Superpatterns Pat Patterson on the Cloud, Identity and Single Malt Scotch

8Jul/100

A Cup of tee() and a splice() of Cake

Credit to dajobe for the photo - click the image for the original

Apologies for the terrible pun in the title - I just couldn't resist :-)

I was hard at work on my current project the other day, a user-mode Linux server daemon, when I realized that I would need to both copy incoming data to disk and forward it to another daemon via a socket.

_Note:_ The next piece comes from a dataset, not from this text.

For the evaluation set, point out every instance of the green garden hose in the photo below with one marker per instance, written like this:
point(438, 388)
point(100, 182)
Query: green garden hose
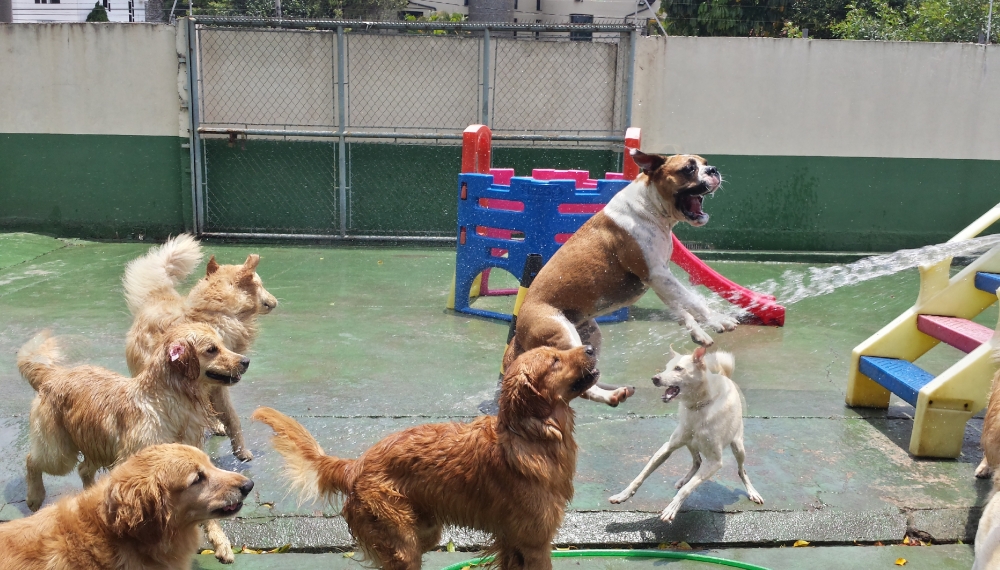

This caused me a moment's consternation, since I was using splice() to move incoming data from a socket to a file without needing an intermediate copy in a user-mode buffer, but then I remembered mention of tee(), a companion to splice().

Where splice() moves data directly from a socket (or file) to a pipe (or vice versa), tee() copies data from one pipe to another leaving the data intact in the source pipe. You can then use splice() again to move the data from tee()'s destination pipe to another file descriptor.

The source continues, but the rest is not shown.